The festival contributes towards a better quality of life for Bandra residents. In the past, the festival has sponsored a rainwater harvesting project, a solar water heating project, school buses for an orphanage and a school for underprivileged children. It also donated a bus to the Kripa Foundation.

== History ==
It all began when several individuals and organizations realized how rich and textured Bandra life was, and how worthy it was of salutation. And that is why in November 2003, all of Bandra came together in a unique celebration of culture, colour, vibrancy and entertainment. Spearheaded by several Residents' Associations like the Bandra West Residents Association, Bandra Bandstand Residents Trust, Federation of H/W Ward Citizens Trust and Bandra Reclamation Area Volunteers Organization along with Fountainhead Promotions and Events Pvt. Ltd., Celebrate Bandra 2003 serves as a model example of the suburb's many talents and inherent cultural harmony. Since inception in 2003, each festival has been theme based, for example, in 2005 - Education, 2007 - Heritage, 2009 - Environment and 2011 - Diversity.

==Performing Arts==
Music has always been one of the main attractions of the festival. 2011 saw performances by Shaan and Usha Uthup, in addition to Soulmate from Shillong, graffiti and Hip Hop artist Akim Walta from Berlin, Peter Cat Recording Co from New Delhi/ San Francisco, The Mavyns, Spud in the Box, Airport, 3 Guys & a girl, Sky Rabbit, The Ungulates and The Tripp. Theatre also took centre stage with Naseeruddin Shah’s theatre group, Motley, performing six plays.
While the music and dance events were organised along Bandra Reclamation, Bandstand and Carter Road promenades, the theatre acts were presented in the Hindustan Lever Park on St Paul Road.

== Food Festival ==
Held on the Saturday of the closing weekend, the Food Festival is a huge food court with varied cuisines from all over India and the world. It usually commences in the evening and stretches into the night. Participants range from individuals to restaurants and fast food chains. Various food related competitions such as bake off's are also held for individuals. The Bandra Gymkhana has been the venue to the Food Festival both in 2003 and in 2005. In the 2011 edition, the Pune Gourmet Club hosting the Bandra Wine Festival as part of Celebrate Bandra.

==Competitions==

Fine Arts: Arts & Craft, Battle of the Bands, Dancing etc.

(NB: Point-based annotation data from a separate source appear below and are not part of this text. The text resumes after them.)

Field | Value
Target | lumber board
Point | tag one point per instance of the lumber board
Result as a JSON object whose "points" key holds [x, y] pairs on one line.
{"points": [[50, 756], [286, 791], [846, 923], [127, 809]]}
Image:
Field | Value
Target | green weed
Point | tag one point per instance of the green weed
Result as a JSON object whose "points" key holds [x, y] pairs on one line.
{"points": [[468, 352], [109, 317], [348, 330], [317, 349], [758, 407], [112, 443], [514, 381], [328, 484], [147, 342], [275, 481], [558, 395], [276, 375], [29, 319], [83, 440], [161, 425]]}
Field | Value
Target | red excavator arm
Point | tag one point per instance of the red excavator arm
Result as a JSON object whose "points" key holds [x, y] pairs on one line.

Culinary : Bake-Offs, Cook-Offs etc.

Sports : Badminton (Singles/Doubles/Mixed Doubles), Tennis (Singles/Doubles/Mixed Doubles), Throw Ball (Ladies) etc.

==Sponsors==
Vodafone, Smirnoff, Kotak Mahindra Bank and HDIL were the main sponsors of Celebrate Bandra 2011.

Supreme Universal was the title sponsor while FRB was the associate sponsor for Celebrate Bandra 2015.

Past sponsors include:
 Orange
 HDFC Bank
 Eureka Forbes
Radio Mirch, Go 92.5 FM, Pest Control of India (PCI), HSBC Bank. Castle Beer, Fosters Beer, United Phosphorus, 100 Pipers, Times of India, Maharashtra, Arth Housing, Blue Star, Vista Do Rio, Zima, Perfect Relations, R & PM Edelmen,

==Notes==

Since most of the sponsorship was provided by Orange, it was known as Orange Celebrate Bandra in 2005. In 2006 Orange was renamed as Hutch.